Selon le colonel Ybey Carballo, chef des gardes-frontières cubains, l’accord de 2017 qui liait La Havane et Washington dans la lutte antidrogue a pris fin sous la seconde administration du président américain Donald Trump. Il a toutefois précisé que, dans les faits, Cuba poursuit ses échanges d’informations, fournissant régulièrement des données sur la localisation, les itinéraires et les caractéristiques de bateaux soupçonnés de transporter des stupéfiants à proximité de ses eaux territoriales.
Carballo a rejeté les accusations selon lesquelles l’île servirait de zone d’ombre dans le transit de drogue vers les États-Unis, déclarant que « Cuba n’est pas un trou noir comme certains aiment à le dire ». Il a insisté sur le fait que la stratégie proactive de La Havane contribue à la sécurité régionale et « surtout à celle des États-Unis, car les bateaux se dirigent souvent vers là-bas ». Les autorités cubaines affirment que cette coopération officieuse se poursuit de manière constante malgré les tensions politiques.
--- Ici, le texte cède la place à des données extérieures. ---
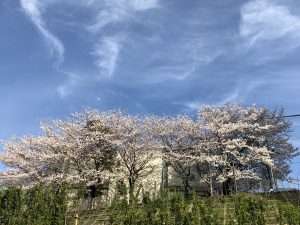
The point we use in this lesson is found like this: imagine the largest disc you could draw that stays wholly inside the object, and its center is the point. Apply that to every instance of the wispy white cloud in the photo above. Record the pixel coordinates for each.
(33, 8)
(264, 21)
(107, 49)
(106, 53)
(113, 11)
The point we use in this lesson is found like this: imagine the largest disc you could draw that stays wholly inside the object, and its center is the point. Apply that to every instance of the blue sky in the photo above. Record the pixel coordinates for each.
(145, 56)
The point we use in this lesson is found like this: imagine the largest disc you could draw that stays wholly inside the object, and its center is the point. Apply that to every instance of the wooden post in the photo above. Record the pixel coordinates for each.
(76, 219)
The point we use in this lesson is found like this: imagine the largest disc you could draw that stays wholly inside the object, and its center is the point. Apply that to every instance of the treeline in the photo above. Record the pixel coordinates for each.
(226, 145)
(39, 205)
(175, 209)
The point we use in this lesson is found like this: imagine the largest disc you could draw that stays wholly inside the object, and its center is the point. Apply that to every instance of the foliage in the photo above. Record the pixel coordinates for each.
(288, 214)
(250, 210)
(39, 205)
(229, 145)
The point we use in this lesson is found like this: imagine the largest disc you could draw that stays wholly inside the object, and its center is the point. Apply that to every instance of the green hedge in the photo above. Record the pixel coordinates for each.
(39, 205)
(174, 209)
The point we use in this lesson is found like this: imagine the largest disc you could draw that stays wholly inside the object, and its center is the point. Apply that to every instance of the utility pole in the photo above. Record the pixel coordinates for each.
(234, 179)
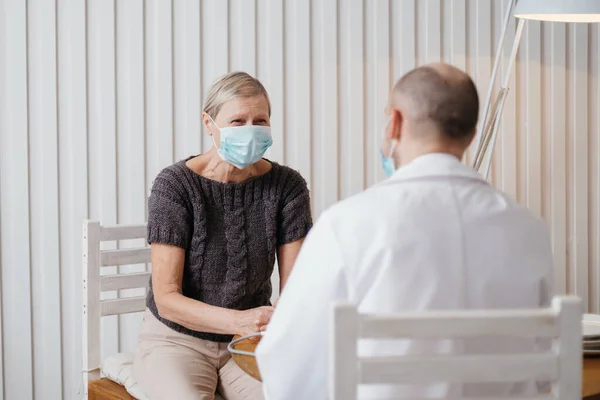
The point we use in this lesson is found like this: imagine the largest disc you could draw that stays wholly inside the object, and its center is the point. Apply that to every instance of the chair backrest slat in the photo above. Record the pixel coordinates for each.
(518, 323)
(123, 306)
(93, 284)
(122, 232)
(124, 281)
(561, 365)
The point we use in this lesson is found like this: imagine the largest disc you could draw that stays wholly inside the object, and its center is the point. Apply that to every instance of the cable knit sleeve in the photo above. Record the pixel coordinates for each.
(169, 219)
(294, 219)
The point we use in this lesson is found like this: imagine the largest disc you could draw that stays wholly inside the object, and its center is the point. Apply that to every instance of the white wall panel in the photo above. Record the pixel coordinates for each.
(73, 179)
(15, 202)
(97, 96)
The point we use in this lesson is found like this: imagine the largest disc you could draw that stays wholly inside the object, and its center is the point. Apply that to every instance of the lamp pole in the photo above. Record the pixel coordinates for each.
(490, 122)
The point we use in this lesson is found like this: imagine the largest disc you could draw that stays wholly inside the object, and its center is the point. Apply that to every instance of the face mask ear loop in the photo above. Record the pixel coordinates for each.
(213, 136)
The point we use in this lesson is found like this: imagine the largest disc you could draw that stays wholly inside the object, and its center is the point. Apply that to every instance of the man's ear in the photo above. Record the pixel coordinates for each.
(207, 122)
(396, 123)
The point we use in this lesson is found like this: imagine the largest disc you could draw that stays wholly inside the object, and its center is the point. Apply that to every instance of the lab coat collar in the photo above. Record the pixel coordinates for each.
(435, 165)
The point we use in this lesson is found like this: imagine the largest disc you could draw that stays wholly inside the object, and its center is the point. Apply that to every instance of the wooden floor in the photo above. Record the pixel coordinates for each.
(104, 389)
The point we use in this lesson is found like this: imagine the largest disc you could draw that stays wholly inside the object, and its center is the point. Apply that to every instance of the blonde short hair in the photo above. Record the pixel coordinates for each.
(231, 86)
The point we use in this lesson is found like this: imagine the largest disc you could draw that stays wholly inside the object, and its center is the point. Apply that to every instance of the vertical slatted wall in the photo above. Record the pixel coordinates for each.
(97, 96)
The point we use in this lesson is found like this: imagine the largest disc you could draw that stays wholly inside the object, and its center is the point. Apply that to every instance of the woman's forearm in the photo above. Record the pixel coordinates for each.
(195, 315)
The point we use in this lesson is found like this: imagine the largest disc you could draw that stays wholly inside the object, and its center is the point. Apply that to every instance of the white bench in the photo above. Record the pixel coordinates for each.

Le colonel a indiqué que Cuba avait transmis plus de 1 500 renseignements aux garde-côtes américains entre 1990 et le 30 novembre 2025, démontrant selon lui un engagement de longue date dans la lutte contre le trafic de stupéfiants. Située sur un corridor majeur reliant les producteurs sud-américains au principal marché de consommation que sont les États-Unis, l’île n’a pourtant jamais été considérée par Washington comme un point de transit significatif. En 2016 déjà, le département d’État américain notait que Cuba « n’est pas un consommateur, un producteur ou un point de transit important de stupéfiants illicites ».